No se habían dado cuenta de que Rhonda se acercaba rápidamente por el césped. Se levantaron al verla. Era alta y esbelta, con el pelo rojizo, como si se lo tiñera con henna. Llevaba un pendiente en la nariz. Un aspecto bohemio que contrastaba con los tacones altos y el vestido caro que lucía. Era guapa, pero Ben creyó ver una mirada endurecida en sus ojos, llenos de desconfianza cuando Charlie se la presentó.
—Lo sé todo sobre usted —dijo mirándolo de arriba a abajo—. El comandante Benedict Hope. El salvaje. Conozco todas las historias. Estoy muy impresionada.
—No soy el comandante Hope. Soy solo Ben. Olvida esas historias.
—Bueno, Ben, supongo que has venido para convencer a mi marido de que se una a algún…
—Yo lo invité —dijo Charlie—. ¿Te acuerdas?
Miró a Charlie con vehemencia.
—No quiero que se meta en nada peligroso.
—Soy la última persona que lo metería en algo peligroso —dijo Ben—. Puedes confiar en eso.
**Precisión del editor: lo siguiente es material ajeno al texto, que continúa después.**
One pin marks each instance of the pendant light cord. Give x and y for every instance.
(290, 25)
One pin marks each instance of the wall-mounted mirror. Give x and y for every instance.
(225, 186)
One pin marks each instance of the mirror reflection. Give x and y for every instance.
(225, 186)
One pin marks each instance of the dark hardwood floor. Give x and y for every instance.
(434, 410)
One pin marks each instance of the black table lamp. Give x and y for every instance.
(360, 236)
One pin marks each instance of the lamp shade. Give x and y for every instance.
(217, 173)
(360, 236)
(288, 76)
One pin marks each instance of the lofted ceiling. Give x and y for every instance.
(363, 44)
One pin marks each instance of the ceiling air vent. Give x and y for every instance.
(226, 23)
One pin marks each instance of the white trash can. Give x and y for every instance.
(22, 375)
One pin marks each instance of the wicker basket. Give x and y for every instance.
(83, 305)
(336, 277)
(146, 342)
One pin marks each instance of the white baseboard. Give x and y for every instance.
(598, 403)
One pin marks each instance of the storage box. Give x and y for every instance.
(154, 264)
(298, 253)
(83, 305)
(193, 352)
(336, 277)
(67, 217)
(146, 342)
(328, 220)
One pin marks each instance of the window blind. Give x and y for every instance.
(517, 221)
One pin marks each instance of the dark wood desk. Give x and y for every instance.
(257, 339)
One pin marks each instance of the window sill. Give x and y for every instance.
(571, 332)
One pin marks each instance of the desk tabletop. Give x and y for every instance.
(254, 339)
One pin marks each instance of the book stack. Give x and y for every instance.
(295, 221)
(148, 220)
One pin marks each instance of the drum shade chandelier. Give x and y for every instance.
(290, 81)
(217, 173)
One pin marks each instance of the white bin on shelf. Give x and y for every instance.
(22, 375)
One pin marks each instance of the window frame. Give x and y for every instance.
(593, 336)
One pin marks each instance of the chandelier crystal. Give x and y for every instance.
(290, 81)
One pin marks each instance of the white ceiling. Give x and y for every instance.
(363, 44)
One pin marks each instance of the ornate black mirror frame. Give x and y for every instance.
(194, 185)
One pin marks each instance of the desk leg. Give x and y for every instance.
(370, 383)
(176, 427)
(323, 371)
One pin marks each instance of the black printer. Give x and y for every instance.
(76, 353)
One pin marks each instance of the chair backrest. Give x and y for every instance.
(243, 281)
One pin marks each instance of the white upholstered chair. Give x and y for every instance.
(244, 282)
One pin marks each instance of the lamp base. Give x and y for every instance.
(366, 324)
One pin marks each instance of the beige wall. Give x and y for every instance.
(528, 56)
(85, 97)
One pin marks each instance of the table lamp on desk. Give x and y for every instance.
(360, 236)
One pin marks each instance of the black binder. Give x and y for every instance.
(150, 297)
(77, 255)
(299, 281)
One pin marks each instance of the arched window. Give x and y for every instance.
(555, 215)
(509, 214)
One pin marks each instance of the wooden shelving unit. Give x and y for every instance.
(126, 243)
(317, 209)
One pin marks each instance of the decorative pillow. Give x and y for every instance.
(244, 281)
—Sí, claro —dijo resoplando—. Y ahora, ¿te importa que me lleve a mi marido? Por cierto, hay alguien allí que quiere conocerte.
Ben siguió la dirección que indicaba su dedo y su mirada fue a parar a una mujer de un atractivo increíble que estaba de pie junto a la carpa. Los saludaba con coquetería, sonriéndoles.
—Es Mandy Latham —dijo Rhonda—. Sus padres son dueños de la mitad de Shropshire. Una exquisitez de nueva rica, incluso peor que yo. Pasa los inviernos en Verbier, conduce un Lamborghini. Me ha estado preguntado quién era el tipo de ojos azules, alto, rubio y guapísimo que estaba con Charlie.
—Va a ser sacerdote —dijo Charlie.
—¿Por qué no vas y la sacas a bailar? —le dijo Rhonda bruscamente a Ben.
—Rhonda… —empezó a decir Charlie.
—Yo no bailo —dijo Ben. Sonrió a Charlie—. Bonita fiesta. Ya nos veremos. —Y se marchó.
—Entonces, ¿me llamarás? —le gritó Charlie a la espalda.
Ben no contestó. Continuó caminando por el césped, dejó la copa vacía en la mesa de la carpa. Miró la hora en su reloj. Mandy Latham se acercó a él, con un sensual vestido ajustado de seda azul reluciente que combinaba con sus brillantes ojos.
—Hola —dijo tímidamente—. Soy Mandy. ¿De verdad fuiste el comandante de Charlie en el SAS[1]?
—No deberías creer todo lo que oyes —dijo Ben—. Encantado de conocerte, Mandy. Tengo que irme.
La dejó atrás, mirando cómo se marchaba.